Reinforcement Learning from Human Feedback (RLHF)

RLHF was super useful in making ChatGPT awesome. See Leandro von Werra asking ChatGPT to explain RLHF to us; it did a really great job!





As you might have spotted above, a trick is to add “like I am five” etc. is a great way to simplify an explanation.


RLHF is a powerful approach that can be employed to enhance the performance and safety of GPT-based models. The model is fine-tuned through human-generated feedback, which helps it to learn from real-world examples and user interactions. This process involves collecting a dataset of model-generated responses alongside human-ranked quality scores or comparisons, which are used to optimize the model’s parameters.


RLHF has been employed successfully across a number of real-world applications, including chatbots and AI assistants, to improve response quality as well as reduce the occurrence of AI hallucinations. By incorporating human feedback into the training process, RLHF teaches the model to generate more accurate, contextually-relevant, and safe responses, ultimately leading to a much better user experience and increased reliability.
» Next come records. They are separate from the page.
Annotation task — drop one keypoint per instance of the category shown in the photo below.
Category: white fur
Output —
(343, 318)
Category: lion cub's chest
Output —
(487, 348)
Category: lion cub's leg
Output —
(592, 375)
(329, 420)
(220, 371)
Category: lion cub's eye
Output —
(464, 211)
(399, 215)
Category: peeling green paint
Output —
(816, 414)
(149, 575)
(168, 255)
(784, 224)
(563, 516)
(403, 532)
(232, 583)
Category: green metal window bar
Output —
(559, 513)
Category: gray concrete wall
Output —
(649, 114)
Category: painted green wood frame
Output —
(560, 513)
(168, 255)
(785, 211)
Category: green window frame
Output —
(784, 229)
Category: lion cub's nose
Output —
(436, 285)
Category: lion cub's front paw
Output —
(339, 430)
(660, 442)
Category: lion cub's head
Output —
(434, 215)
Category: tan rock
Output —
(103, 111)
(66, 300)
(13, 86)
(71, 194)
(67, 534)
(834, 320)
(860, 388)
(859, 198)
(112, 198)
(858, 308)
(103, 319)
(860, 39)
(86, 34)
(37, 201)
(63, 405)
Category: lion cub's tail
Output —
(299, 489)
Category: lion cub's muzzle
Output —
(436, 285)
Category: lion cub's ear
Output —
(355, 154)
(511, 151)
Crucially, this approach enables developers to harness the power of GPT-based models while also addressing concerns relating to the creation of false or misleading information.
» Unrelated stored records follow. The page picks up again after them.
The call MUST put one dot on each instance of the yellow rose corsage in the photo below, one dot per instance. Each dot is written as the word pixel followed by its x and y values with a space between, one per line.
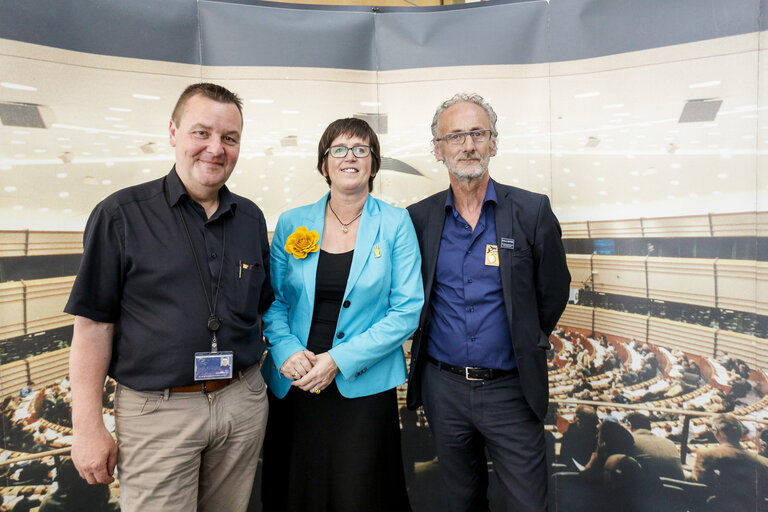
pixel 302 242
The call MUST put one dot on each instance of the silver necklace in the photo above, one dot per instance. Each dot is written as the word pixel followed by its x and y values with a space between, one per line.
pixel 344 227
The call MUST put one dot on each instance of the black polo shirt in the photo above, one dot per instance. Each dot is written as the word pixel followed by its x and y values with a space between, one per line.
pixel 138 272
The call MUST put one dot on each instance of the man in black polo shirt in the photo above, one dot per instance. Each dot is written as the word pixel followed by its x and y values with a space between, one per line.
pixel 173 280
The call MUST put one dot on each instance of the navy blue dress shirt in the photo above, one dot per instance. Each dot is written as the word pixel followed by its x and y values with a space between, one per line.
pixel 468 321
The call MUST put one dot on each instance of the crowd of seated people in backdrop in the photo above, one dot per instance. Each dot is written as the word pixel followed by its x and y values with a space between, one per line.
pixel 610 455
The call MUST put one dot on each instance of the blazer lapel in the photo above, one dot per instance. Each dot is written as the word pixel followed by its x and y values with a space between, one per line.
pixel 367 232
pixel 433 233
pixel 315 222
pixel 504 229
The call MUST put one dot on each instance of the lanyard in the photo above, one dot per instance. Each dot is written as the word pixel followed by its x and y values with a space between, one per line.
pixel 214 322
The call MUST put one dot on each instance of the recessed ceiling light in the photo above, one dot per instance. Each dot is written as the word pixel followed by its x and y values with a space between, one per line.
pixel 18 87
pixel 711 83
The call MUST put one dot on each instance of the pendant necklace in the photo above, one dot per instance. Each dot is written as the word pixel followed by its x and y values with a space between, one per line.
pixel 344 227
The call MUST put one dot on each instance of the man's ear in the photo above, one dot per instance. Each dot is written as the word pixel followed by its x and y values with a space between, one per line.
pixel 172 133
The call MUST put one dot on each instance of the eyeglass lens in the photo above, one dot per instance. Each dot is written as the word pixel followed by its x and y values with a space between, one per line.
pixel 460 137
pixel 358 151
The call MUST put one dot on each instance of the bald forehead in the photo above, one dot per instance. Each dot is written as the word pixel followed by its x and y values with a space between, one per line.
pixel 463 117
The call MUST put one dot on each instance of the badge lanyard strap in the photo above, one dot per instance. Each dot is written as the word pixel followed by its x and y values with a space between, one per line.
pixel 213 321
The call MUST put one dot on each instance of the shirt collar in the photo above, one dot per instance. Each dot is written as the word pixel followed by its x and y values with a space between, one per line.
pixel 490 197
pixel 176 191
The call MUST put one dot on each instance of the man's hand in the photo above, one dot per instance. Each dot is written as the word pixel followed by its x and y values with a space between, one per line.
pixel 95 455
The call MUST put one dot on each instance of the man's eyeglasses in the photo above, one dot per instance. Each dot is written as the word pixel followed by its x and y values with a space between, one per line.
pixel 459 137
pixel 341 151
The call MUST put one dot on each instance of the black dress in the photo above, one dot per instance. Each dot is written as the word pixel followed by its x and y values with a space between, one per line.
pixel 324 452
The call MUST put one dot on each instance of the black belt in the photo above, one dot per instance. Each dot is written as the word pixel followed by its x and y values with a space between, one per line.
pixel 472 373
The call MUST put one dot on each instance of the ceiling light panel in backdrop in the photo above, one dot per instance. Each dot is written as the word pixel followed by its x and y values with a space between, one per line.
pixel 588 92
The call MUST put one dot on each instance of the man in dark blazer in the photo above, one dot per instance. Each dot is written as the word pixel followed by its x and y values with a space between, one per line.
pixel 495 284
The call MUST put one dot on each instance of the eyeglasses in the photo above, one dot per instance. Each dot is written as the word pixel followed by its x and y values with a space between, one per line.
pixel 457 138
pixel 341 151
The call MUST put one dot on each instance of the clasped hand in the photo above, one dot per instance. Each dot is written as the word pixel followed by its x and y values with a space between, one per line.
pixel 309 371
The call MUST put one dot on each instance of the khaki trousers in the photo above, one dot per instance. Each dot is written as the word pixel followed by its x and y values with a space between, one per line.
pixel 190 452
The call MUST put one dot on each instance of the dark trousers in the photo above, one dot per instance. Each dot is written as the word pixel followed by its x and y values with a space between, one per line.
pixel 468 417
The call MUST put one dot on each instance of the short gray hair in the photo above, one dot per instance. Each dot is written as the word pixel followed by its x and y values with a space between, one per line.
pixel 463 97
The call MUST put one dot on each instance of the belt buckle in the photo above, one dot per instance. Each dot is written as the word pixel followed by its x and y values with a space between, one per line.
pixel 466 373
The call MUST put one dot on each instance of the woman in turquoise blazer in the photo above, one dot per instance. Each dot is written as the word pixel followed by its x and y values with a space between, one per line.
pixel 348 294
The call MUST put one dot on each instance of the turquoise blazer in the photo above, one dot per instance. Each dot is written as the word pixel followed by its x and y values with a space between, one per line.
pixel 382 300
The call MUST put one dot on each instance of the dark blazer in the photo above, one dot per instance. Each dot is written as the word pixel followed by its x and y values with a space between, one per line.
pixel 534 276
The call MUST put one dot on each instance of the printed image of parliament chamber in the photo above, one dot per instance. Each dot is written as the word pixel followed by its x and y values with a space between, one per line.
pixel 651 143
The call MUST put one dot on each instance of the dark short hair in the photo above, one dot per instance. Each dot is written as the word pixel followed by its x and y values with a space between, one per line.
pixel 210 91
pixel 729 426
pixel 355 128
pixel 638 420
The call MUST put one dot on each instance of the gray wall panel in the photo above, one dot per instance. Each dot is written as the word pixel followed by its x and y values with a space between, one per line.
pixel 486 35
pixel 242 35
pixel 141 29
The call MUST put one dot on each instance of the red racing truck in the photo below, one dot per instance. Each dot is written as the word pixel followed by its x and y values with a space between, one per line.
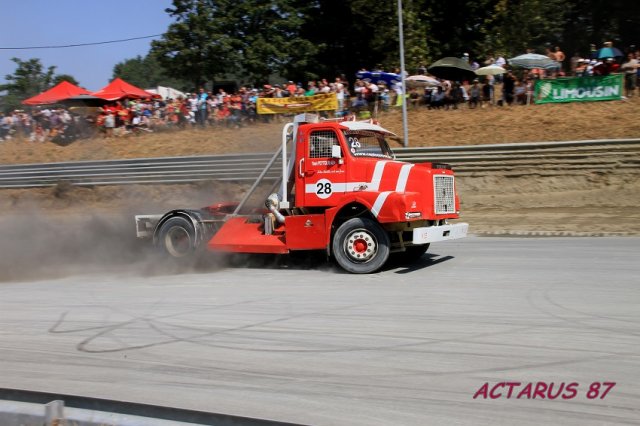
pixel 340 190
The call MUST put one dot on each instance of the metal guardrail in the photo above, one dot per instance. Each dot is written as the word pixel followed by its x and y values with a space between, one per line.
pixel 116 412
pixel 577 155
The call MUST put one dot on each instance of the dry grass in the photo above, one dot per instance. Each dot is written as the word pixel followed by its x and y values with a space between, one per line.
pixel 551 122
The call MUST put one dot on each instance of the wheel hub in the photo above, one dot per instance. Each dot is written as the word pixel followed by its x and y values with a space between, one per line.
pixel 361 246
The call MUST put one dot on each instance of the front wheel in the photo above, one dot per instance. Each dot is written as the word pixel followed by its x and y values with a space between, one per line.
pixel 360 246
pixel 176 237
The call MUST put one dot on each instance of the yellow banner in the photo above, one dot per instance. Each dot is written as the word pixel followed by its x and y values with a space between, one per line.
pixel 323 102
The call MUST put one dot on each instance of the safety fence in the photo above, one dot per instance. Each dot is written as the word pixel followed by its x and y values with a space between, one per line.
pixel 478 160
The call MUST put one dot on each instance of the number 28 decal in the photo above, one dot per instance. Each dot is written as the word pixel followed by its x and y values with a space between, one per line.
pixel 323 188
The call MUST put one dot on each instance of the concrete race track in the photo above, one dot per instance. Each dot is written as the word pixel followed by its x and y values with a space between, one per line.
pixel 407 346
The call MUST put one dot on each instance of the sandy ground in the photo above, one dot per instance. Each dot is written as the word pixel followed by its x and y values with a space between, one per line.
pixel 45 231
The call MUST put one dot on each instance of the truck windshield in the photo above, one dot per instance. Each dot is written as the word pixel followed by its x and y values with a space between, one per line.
pixel 367 144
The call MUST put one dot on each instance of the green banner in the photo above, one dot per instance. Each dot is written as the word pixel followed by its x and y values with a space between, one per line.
pixel 579 89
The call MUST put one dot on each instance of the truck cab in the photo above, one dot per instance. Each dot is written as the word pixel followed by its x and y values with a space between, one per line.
pixel 341 191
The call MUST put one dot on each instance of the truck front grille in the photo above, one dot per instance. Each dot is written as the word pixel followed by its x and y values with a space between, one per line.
pixel 444 194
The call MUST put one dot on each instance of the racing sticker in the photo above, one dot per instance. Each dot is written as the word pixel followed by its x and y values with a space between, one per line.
pixel 324 188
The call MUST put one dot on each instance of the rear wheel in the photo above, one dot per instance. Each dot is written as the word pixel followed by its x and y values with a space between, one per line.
pixel 360 246
pixel 176 237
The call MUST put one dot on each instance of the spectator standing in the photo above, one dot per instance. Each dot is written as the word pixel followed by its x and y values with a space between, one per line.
pixel 474 94
pixel 560 57
pixel 193 107
pixel 109 124
pixel 508 87
pixel 630 69
pixel 201 114
pixel 501 62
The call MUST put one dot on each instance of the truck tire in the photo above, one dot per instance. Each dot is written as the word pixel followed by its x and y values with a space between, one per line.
pixel 176 237
pixel 360 246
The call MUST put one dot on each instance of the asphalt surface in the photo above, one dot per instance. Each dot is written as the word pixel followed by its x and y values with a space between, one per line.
pixel 407 346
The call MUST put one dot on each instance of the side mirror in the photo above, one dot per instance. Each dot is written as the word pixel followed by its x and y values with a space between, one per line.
pixel 336 152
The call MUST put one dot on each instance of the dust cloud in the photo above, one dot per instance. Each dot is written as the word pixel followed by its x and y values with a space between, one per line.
pixel 62 231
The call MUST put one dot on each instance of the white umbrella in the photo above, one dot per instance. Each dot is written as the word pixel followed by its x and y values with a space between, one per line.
pixel 421 81
pixel 533 60
pixel 491 70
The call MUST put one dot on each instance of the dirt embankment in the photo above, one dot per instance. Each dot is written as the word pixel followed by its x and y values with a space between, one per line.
pixel 534 123
pixel 51 231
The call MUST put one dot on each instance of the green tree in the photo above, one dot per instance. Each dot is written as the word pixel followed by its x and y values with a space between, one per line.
pixel 29 79
pixel 59 78
pixel 147 72
pixel 212 39
pixel 518 25
pixel 201 44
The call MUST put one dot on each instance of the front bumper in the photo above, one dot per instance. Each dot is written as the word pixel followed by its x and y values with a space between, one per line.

As long as we know the domain, we are able to train the model to respond how we need it. We can train it to respond “I do not know” or to ignore certain themes. OpenAI is using RLGH on its raw models to make them production-ready.


Here are some sample results:




Designing the Model

Let’s dive into a practical example by constructing a fine-tuning process for GPT. We’ll train the model using a defined dataset, thereby teaching it to answer queries relating to that specific domain.


Consider the following diagram:



The process encompasses these components:


  1. Source Dataset: A collection of training files specific to the domain in question.
  2. Q&A Generator: A GPT-4 based solution employing context injection to produce questions and answers from the source dataset.
  3. Q&A Samples: The training data is utilized to fine-tune the model.
  4. Fine-tuning: The GPT-3 text-completions model is adjusted based on the dataset.
  5. Benchmark Q&A: A set of questions and answers are used to evaluate the model’s performance.
  6. Benchmarking: Fine-tuning the process that inputs questions from the Benchmark Q&A and assesses the validity of the generated responses.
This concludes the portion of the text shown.